美しい日本語の歌講座風景20180721

【課題曲歌唱】

♪小ぎつね
・鎖骨から肩口までの響き
・歌声は、喋り言葉よりもっと奥。口腔の奥半分を使う。
・笛(喉)を邪魔しているのは「舌」。
・歌は「笛」をもっと鳴らそう!

♪ぞうさん
・大人が歌う時は、大人らしく、自分の笛でちゃんと歌う。

♪森のくまさん ≪男性バージョン≫
・そっくり返って、いばって歌う。
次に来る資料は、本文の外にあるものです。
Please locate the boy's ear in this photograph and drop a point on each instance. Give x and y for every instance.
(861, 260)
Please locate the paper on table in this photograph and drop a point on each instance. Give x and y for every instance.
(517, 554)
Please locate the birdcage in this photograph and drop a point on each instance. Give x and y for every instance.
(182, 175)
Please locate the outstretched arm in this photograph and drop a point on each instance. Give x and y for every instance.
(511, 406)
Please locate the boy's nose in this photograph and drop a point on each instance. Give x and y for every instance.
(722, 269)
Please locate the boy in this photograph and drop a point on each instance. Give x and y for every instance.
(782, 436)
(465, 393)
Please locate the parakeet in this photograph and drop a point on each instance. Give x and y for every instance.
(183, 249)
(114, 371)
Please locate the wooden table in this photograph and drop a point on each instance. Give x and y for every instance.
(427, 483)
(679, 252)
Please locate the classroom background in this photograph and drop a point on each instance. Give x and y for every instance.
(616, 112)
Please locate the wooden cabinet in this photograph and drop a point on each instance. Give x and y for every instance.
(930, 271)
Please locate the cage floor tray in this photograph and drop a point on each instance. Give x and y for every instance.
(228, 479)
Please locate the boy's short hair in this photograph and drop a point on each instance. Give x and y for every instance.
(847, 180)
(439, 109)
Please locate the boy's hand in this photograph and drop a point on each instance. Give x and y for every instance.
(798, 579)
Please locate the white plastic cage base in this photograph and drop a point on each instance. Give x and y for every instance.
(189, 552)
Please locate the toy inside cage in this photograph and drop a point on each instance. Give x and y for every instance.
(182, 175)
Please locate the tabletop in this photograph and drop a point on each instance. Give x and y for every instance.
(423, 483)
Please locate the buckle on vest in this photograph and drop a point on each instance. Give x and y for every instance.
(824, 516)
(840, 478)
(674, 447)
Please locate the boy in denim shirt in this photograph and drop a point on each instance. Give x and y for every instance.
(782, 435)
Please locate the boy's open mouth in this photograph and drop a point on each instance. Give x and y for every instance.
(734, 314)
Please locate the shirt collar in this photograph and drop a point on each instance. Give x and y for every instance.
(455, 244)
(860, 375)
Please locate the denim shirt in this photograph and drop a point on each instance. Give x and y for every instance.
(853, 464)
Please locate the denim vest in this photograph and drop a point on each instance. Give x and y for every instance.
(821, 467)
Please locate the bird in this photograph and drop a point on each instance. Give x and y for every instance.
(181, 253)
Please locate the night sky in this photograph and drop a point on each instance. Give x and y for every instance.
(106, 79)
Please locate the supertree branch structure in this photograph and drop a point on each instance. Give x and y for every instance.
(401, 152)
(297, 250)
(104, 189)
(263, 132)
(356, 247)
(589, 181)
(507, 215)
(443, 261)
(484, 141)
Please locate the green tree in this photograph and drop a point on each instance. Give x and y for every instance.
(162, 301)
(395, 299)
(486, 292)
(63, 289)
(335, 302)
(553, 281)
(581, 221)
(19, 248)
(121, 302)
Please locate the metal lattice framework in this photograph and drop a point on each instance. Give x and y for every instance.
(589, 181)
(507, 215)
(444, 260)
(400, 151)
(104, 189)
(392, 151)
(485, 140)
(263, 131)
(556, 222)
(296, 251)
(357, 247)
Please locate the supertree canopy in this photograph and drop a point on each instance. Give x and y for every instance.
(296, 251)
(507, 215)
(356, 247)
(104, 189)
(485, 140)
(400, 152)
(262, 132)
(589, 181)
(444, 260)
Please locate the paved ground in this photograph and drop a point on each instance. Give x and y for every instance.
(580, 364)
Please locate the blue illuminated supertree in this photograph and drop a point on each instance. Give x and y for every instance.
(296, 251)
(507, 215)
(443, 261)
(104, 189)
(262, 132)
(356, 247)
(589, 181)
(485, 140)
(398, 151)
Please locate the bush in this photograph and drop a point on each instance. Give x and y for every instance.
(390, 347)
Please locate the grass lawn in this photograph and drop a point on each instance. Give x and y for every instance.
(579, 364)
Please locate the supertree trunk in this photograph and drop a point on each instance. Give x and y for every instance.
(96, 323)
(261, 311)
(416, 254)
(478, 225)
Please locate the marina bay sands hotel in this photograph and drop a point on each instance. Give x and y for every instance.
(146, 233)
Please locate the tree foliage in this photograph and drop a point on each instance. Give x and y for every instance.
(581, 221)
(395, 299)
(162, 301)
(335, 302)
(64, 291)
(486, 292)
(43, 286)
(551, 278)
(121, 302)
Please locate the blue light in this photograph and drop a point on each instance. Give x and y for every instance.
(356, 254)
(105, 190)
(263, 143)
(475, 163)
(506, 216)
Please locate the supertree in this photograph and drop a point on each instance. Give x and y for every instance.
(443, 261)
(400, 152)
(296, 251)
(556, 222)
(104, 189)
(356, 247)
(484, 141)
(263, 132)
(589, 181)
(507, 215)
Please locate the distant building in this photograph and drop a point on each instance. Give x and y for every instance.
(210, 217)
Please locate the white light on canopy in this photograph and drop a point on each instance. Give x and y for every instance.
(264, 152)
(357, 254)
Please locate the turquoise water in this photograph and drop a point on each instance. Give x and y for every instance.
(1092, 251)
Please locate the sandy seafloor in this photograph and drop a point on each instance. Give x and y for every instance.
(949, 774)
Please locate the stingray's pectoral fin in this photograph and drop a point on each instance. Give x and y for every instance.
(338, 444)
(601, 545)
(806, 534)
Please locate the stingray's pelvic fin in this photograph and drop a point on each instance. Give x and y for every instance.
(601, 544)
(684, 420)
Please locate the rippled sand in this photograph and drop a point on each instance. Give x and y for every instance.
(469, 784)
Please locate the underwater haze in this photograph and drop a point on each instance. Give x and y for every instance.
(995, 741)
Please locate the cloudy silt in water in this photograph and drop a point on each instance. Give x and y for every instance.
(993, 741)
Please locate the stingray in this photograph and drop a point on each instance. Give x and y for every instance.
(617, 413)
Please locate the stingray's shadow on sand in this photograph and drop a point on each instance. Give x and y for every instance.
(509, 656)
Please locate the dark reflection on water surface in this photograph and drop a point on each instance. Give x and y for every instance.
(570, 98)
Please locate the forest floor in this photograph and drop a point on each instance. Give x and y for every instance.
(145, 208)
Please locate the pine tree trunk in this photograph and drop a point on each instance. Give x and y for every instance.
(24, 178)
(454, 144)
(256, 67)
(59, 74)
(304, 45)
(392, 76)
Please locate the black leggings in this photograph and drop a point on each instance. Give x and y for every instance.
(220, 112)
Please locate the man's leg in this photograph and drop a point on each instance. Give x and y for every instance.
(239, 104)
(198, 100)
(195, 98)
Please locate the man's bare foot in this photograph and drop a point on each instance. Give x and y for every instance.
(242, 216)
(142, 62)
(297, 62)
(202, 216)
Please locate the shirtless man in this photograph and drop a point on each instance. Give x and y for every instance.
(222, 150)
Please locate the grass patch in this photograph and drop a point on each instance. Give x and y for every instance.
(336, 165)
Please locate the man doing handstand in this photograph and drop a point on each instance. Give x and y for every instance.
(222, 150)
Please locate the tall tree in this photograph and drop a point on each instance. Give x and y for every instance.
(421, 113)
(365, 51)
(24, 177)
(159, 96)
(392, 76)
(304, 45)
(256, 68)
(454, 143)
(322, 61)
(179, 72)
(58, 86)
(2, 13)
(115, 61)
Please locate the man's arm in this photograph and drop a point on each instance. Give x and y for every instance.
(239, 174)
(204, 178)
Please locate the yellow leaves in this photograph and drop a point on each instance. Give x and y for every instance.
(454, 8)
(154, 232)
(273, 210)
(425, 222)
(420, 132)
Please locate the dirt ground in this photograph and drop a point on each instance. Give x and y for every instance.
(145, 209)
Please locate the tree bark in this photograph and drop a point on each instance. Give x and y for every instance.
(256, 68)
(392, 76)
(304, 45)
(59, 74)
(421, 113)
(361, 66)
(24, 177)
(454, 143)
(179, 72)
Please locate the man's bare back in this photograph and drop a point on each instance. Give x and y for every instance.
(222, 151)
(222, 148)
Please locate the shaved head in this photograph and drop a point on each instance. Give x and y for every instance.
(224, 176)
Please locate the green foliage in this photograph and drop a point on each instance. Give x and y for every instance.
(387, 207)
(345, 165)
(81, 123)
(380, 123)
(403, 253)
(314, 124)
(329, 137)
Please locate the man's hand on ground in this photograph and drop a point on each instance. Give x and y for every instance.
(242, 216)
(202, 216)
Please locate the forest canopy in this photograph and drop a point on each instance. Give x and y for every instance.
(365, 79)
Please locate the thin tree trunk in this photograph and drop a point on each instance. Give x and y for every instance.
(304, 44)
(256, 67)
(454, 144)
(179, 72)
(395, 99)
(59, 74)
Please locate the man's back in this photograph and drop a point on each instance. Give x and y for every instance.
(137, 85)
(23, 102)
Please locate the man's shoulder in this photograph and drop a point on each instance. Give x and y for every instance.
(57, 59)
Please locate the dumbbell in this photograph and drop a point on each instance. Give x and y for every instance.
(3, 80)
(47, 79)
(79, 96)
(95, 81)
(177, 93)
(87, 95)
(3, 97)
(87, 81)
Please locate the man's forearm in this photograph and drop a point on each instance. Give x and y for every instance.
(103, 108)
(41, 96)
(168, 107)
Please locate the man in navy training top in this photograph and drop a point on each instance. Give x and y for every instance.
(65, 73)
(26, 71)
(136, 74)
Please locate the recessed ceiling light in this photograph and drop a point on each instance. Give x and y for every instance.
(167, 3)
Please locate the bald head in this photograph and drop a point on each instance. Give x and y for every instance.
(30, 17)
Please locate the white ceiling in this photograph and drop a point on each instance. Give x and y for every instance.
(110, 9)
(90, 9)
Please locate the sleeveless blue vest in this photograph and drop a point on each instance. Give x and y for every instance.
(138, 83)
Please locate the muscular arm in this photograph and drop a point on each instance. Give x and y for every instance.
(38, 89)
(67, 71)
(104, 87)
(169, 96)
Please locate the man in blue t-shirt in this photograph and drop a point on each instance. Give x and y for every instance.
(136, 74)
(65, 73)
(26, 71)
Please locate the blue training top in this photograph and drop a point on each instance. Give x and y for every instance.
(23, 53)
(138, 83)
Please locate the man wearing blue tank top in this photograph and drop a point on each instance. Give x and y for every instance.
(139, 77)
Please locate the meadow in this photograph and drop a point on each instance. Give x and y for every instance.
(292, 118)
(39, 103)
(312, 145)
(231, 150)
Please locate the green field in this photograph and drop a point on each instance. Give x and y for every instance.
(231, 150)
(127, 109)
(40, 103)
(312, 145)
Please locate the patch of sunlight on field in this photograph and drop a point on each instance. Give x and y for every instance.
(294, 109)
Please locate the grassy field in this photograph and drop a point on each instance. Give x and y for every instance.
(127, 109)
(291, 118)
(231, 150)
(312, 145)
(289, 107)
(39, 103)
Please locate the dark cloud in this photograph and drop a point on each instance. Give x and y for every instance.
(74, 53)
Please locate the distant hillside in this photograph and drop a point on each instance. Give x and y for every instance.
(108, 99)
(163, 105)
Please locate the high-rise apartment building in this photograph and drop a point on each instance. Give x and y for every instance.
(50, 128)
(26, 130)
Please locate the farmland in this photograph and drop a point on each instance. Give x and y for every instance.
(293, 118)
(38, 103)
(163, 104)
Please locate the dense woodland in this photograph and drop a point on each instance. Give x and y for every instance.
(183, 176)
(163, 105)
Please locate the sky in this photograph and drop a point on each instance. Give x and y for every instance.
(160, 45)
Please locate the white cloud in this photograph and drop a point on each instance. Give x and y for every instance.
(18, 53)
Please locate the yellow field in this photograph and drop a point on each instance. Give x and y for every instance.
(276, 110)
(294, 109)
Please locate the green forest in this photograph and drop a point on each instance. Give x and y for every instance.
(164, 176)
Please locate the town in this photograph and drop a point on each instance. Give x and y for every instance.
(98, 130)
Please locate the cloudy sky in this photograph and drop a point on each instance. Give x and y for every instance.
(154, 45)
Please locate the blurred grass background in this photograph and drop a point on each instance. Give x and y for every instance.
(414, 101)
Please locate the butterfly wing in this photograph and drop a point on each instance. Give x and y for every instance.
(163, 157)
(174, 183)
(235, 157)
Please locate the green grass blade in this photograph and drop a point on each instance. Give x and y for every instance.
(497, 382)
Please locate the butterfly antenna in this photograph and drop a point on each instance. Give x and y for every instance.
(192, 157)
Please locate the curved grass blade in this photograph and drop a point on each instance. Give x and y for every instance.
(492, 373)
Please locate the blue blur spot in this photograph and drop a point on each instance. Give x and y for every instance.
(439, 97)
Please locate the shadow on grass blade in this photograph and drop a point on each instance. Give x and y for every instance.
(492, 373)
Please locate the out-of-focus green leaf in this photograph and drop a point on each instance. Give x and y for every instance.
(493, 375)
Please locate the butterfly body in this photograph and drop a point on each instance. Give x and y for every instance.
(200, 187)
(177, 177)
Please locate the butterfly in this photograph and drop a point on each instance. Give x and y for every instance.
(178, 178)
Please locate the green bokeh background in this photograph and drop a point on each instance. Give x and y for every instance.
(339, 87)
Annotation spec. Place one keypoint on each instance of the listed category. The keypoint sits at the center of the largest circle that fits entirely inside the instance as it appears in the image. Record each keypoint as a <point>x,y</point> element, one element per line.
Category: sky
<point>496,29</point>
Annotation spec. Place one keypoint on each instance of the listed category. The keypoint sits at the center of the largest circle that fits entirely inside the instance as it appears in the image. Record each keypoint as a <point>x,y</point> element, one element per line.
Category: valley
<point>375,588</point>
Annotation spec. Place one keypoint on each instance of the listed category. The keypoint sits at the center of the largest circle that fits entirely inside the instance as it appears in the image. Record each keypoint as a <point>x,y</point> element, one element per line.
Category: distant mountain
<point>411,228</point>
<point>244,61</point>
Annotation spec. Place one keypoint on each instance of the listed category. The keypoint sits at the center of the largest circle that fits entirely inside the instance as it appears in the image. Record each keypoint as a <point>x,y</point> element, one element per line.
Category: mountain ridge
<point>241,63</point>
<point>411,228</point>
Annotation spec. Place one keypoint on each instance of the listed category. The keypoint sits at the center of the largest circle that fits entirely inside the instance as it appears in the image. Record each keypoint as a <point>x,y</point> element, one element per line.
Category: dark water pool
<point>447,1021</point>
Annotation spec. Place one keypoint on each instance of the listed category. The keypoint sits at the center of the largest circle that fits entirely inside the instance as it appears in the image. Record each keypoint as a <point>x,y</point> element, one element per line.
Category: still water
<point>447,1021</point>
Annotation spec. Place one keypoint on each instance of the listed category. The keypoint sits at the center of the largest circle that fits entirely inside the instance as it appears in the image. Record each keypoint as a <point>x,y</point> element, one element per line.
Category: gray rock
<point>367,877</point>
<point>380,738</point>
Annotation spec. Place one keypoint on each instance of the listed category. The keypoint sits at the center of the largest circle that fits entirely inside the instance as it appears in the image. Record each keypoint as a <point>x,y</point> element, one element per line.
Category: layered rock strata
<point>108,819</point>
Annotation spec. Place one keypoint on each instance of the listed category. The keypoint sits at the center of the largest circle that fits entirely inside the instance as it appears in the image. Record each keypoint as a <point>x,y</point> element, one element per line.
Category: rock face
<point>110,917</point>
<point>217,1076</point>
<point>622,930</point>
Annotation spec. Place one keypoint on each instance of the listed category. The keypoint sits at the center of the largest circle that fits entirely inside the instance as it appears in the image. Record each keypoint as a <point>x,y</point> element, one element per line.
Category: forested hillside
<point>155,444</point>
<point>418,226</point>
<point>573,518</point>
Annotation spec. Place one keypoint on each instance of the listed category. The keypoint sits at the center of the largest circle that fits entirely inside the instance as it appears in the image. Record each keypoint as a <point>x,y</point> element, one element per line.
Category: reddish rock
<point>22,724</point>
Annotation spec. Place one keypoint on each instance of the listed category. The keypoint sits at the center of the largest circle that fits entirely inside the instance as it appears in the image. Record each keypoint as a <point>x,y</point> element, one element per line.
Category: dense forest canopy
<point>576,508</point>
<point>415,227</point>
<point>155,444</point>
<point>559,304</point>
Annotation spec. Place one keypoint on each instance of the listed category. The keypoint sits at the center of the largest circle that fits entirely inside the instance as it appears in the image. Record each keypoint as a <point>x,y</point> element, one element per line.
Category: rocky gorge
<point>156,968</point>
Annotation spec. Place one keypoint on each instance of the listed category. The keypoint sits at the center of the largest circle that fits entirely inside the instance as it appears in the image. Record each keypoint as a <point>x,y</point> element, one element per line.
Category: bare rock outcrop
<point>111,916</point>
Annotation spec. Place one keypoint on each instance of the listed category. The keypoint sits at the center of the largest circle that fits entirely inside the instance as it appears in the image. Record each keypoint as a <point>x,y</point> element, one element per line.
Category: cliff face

背骨のしなりで支える。
 膝のばねを効かせて、顎は引いておく。
 鳩尾を出しておく。

<前回までの復習>
♪アイスクリームの歌 他
・面白く歌うコツは「不良おやじ」ステップ(肚、下半身でやる)


【担当助手感想】
今回は男性のみの参加だった。
笛(喉)をしっかり鳴らした、男性の深い声の響きは、とても心地よかった。
男性ユニゾーン、また聴きたいです。

【本日の磯貝語録】
・音取りにくい人は、聴いた音を『真似るように聴く』。
・「歌を歌う=声が変わる」⇒キャラクターが変わる。

【参加者の声】
・鳩尾を前に張り出して歌うと、音程差があっても出しやすかった。
・(男性のみで歌ってみて)女性と一緒に歌う時、どんな声を出したらよいか迷っていることに気づいた。

20180721
文責 酒井真理子

美しい日本語の歌(2018.06.30)

講師:磯貝靖洋
助手:酒井真理子

本日のテーマ:昔の物語り歌は楽しい
(一寸法師、浦島太郎、金太郎)

【講座内容】
◎物語り歌は、絵本の物語りを歌にしたもの
・近年でいうと「赤胴鈴之助」などがある。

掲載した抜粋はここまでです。